Il n’y a pas de demi-mesure lorsqu’il s’agit de dizaines de milliards de francs CFA supposément détournés. Soit la vérité éclate, soit le discrédit s’installe pour longtemps.Dans l’affaire qui secoue aujourd’hui Parakou et dont les retentissements touchent jusqu’au cœur de l’appareil d’État, le Haut Commissariat à la Prévention de la Corruption (HCPC) n’a pas droit à l’erreur.Désormais en charge du dossier, l’institution présidée par Jacques MIGAN vient s’interposer entre la tempête politique et le besoin de justice. Une tempête déclenchée par un certain Paulin AKPONNA, ancien ministre de l’Énergie, qui, dans une déclaration aussi brutale qu’inattendue, a accusé à mots à peine voilés l’ancien ministre Samou ADAMBI d’avoir couvert, voire organisé, un siphonnage massif de fonds publics destinés à l’eau et à l’électricité des populations de Parakou.
Un coup d’éclat devenu affaire d’État
La sortie de Paulin AKPONNA, loin d’être une simple querelle entre acteurs politiques, a révélé les failles persistantes dans la gestion des investissements publics au Bénin. En lieu et place de clarifications immédiates, ce fut d’abord le silence, ensuite la colère, puis la répression politique: limogeage, désaveu du Bloc Républicain, plainte pour diffamation.Mais si AKPONNA a, depuis, présenté ses excuses, les questions qu’il a soulevées demeurent entières.À-t-on détourné des milliards? Où seraient passés lesdits fonds? Pourquoi les résultats sur le terrain paraissent ne pas être à la hauteur des budgets annoncés? Ce ne sont pas seulement les acteurs politiques qui attendent des réponses, mais les citoyens, les électeurs, les contribuables.

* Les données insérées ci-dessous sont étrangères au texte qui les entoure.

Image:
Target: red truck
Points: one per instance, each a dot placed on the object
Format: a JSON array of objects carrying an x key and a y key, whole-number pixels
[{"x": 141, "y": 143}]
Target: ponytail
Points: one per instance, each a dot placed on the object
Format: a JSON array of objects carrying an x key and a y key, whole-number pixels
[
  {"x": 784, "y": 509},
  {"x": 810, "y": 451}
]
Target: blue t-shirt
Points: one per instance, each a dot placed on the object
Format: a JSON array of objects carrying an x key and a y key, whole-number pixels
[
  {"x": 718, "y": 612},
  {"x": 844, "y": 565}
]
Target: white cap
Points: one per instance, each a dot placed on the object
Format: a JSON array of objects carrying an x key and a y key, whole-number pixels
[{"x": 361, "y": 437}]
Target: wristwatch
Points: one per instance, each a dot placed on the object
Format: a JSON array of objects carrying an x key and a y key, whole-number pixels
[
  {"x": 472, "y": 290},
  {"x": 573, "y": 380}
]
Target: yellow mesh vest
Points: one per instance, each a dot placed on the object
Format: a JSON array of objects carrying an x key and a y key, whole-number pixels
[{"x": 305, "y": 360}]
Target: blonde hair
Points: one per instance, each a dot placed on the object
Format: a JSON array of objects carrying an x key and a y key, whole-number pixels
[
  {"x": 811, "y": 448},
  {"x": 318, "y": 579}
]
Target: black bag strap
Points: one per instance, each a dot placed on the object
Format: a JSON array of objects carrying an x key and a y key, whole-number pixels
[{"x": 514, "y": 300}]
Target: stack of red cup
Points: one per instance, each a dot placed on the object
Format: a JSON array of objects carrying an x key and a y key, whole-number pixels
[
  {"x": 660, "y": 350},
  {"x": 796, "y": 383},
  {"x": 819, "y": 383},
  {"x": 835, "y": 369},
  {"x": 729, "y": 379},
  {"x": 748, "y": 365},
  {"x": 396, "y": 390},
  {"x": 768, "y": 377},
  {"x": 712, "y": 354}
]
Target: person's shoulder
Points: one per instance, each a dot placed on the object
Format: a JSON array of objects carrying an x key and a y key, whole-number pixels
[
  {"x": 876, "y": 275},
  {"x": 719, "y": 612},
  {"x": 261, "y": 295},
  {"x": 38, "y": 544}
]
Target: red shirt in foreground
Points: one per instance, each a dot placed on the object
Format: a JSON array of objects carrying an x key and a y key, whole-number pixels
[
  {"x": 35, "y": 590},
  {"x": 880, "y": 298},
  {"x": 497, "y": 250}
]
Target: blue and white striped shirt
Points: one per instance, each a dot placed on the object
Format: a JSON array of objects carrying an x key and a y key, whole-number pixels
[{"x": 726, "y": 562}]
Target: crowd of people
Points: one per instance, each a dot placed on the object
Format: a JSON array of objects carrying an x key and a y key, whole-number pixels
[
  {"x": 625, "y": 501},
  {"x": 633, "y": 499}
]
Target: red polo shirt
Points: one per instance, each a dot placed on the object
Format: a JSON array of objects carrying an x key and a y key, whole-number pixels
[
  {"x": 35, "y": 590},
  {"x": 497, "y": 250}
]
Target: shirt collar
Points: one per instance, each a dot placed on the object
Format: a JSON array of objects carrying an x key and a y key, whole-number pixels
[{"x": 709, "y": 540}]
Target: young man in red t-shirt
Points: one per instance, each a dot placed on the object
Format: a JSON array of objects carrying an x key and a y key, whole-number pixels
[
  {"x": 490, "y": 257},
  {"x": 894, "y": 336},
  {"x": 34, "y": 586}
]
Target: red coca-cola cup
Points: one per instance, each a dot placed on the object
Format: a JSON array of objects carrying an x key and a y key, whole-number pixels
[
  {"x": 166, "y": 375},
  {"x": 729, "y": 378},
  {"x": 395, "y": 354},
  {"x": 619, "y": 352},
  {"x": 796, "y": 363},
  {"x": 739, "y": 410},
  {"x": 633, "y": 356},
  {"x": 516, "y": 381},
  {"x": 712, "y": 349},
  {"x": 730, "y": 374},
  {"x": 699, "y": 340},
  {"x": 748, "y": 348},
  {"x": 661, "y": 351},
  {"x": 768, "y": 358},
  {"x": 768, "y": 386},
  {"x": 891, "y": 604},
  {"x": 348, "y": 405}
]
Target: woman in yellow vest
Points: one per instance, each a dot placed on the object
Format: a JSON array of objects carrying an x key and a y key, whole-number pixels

Le HCPC, entre courage et responsabilité
Dans ce contexte, le HCPC doit faire plus que diligenter une enquête. Il doit faire preuve de courage institutionnel.Trop de rapports au Bénin dorment dans des tiroirs. Trop de scandales meurent d’un silence administratif. Si cette commission d’experts ne débouche que sur un vague rapport technique sans conséquence, elle aura échoué, non seulement à éclairer l’opinion, mais aussi à justifier son existence.Le pays n’attend pas un compromis, mais une conclusion. Une vérité, même douloureuse.Une démonstration que la lutte contre la corruption n’est pas qu’un slogan, mais une réalité palpable,vérifiable,quantifiable.
Plus qu’un scandale, un test pour la République
Cette affaire n’est pas seulement un scandale; c’est un test de crédibilité pour l’État béninois. Il s’agit de savoir si les institutions créées pour défendre l’intérêt général ont les moyens et la volonté de le faire, même quand cela dérange des figures puissantes.Il s’agit de prouver que le règne de l’impunité n’est pas la norme, que l’on peut rendre des comptes, que l’intégrité peut l’emporter sur les intérêts partisans.À défaut, il ne faudra pas s’étonner que les futures dénonciations soient étouffées, que la confiance dans les institutions s’effondre davantage, et que la jeunesse, déjà sceptique, tourne définitivement le dos à la chose publique.
Car au fond, ce qui est attendu de cette commission, ce n’est pas un rapport c’est une boussole morale. Et cela, seul le courage peut l’offrir.